そして、『そんなものが当たるか。』の言わんばかりに、白頭巾を睨んだまま、ゆっくりと位置を変えた。
『コロコロ…。』
音ではなく、転がったもののイメージが聞こえた。
(小石か? 何か、企んでいるな!)
また、反射する月光が女人狼の目に入る。
そして、
『コン。』
こちらも同じ、小石。
ここまでは同じだった。
だが、白頭巾が蹴った右足で、地面を踏ん張り体重を前に。
踏み込みの体制。
「シャァァァァァ!」
小石をかわし、威嚇で白頭巾の踏み込みを止める。
「読まれたか…。」
白頭巾から漏れる悔しそうな台詞は、女人狼の自尊心をくすぐる。
右足を引きながら、体重を戻し左斜に構え直す白頭巾。
今までの行動から、
(まさか小娘の残りの武器があの短剣だけか?)
考えが浮かぶが、
(いや、まだ何か隠しているに違いない。)
慎重になる。
(まただ。)
白頭巾が、短剣で月光を反射させた。
(こいつは、私を攻めあぐねている?)
ゆっくりと左に周り始める女人狼。
(仕掛けてみるか。)
くすぐられた自尊心が後押しした。
前に出した左足の親指の付け根を軸にし、後ろに引いた右足の位置をずらしながら、周る女人狼を常に正面に捉える白頭巾。
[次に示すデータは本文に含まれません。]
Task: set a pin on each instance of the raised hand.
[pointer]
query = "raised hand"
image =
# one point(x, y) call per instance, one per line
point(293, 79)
ようやく、拳銃を拾い元隠れていた場所…、荷物のある場所へ戻る神父。
教えられた手順を思い出す。
そして、気が付く震える手に。
「落ち着け。」
自分に言い聞かせるが、弾倉に上手く入らない。
「ふーっ。」
深呼吸し、作業を続ける。
「落ち着け。」
弾倉の穴にようやく弾丸の先がかかる。